After graduation, when I eventually became second in command of a hospital ship sailing through the Mediterranean to Palestine and various other places, I could buy a 50-can of Senior Service cigarettes for one shilling and eight pence and that can would last me two days—25 a day I was smoking. None of us at that time knew the dangers of smoking. When I came back out of the Army and started to work in a hospital in Newcastle and then in the National Health Service, slowly but surely the work of Richard Doll and his colleagues on the desperate effects of smoking began to emerge. Eventually, thank goodness, I had the strength to give up smoking—with difficulty—in my late 30s. It was a struggle but I made that sensible decision and thank goodness I did; otherwise, I probably would not be here now.
Smoking tobacco is one of the most appalling health hazards of the age—there is no question at all about that.
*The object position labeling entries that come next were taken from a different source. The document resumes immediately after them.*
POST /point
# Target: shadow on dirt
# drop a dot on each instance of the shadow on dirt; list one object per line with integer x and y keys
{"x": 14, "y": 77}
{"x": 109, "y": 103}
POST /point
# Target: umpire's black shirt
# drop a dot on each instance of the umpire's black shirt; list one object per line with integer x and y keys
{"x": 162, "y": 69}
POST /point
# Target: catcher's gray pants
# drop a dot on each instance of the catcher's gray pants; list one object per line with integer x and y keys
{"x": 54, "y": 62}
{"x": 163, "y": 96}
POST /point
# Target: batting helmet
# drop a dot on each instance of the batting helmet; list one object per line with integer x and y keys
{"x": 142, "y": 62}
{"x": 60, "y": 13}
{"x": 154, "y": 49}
Not only does it cause cancer of the lung and of other organs such as the bowel and bladder, it has a very powerful effect on the cardiovascular system in causing coronary artery disease and stroke; it also has a desperate effect on the respiratory system in causing chronic obstructive pulmonary disease. It has a devastating effect on all kinds of illness. For that reason, I have been delighted to participate in debates in your Lordships’ House over the years leading to bans on advertising and on smoking in public places— bans that have all been introduced by Parliament in good sense. Any effort of any kind that can prevent young people taking up this appalling habit is well worth while.
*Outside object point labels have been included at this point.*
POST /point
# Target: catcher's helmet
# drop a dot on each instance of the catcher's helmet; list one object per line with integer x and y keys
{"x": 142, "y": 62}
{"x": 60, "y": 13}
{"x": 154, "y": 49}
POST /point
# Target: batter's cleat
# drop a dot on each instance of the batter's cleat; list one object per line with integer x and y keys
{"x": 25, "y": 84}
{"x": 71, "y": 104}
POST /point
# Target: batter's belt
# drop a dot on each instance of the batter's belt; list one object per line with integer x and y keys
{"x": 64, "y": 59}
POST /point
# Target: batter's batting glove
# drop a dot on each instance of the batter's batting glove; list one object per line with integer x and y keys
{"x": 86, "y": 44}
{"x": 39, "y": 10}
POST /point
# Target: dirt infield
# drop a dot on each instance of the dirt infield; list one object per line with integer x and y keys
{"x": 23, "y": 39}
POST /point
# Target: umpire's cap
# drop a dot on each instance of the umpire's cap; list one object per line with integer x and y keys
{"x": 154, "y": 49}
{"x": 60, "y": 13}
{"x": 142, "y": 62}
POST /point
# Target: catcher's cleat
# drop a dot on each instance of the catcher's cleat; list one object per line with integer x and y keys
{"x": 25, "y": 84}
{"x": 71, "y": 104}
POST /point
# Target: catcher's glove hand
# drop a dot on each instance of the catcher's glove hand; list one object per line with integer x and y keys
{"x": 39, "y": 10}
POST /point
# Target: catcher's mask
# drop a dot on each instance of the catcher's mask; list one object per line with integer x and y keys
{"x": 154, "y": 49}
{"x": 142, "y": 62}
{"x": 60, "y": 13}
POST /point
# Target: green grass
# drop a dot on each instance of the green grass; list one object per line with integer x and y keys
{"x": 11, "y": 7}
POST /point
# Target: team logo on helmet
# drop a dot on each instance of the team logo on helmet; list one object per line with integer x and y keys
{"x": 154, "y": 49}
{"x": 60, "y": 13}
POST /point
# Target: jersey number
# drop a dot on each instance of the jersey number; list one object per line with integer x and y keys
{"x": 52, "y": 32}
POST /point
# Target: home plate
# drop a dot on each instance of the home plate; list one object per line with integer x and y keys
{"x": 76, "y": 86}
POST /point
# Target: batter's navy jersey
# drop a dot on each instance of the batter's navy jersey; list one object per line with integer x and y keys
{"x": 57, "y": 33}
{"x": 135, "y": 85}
I say to the noble Lord, Lord Naseby, that my friend Sir Cyril Chantler is not a master of the kind of market research that he talked about but he is an expert in epidemiology and in statistics, and his research clearly demonstrated that standardised packaging is,
“likely to lead to a modest but important reduction over time on the uptake and prevalence of smoking”.
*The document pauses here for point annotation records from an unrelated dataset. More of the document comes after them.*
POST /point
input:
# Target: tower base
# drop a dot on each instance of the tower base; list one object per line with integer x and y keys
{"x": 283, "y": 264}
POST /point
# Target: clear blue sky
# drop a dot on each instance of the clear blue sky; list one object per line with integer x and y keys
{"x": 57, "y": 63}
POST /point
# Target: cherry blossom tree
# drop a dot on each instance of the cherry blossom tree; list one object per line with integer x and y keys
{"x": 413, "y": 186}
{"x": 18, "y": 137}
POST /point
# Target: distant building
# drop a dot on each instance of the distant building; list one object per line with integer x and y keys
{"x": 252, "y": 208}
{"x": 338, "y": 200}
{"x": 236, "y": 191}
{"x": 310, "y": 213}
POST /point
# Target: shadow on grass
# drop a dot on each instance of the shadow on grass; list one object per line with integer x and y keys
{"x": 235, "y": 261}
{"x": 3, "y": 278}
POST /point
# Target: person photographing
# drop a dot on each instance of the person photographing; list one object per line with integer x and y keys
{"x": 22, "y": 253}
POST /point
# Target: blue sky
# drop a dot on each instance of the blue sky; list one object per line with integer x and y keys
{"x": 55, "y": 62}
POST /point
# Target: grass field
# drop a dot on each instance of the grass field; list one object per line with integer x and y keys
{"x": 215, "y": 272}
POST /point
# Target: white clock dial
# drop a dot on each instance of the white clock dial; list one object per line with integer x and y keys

Any measure that has that effect and prevents young people taking up smoking is well worth while, and for that reason I regard standardised packaging as another essential regulatory measure in addition to the ones that have been passed by your Lordships’ House and by Parliament in general in having the effect of preventing youngsters from taking up this appalling habit.
I therefore strongly support the regulations, I strongly support the excellent introduction by the noble Earl, and I am afraid that I regard this Amendment as having another devastating effect, which is without question not necessarily sponsored but supported by the tobacco industry, which has done so much to delay the development of these important public health measures, which have made such a great contribution to public health.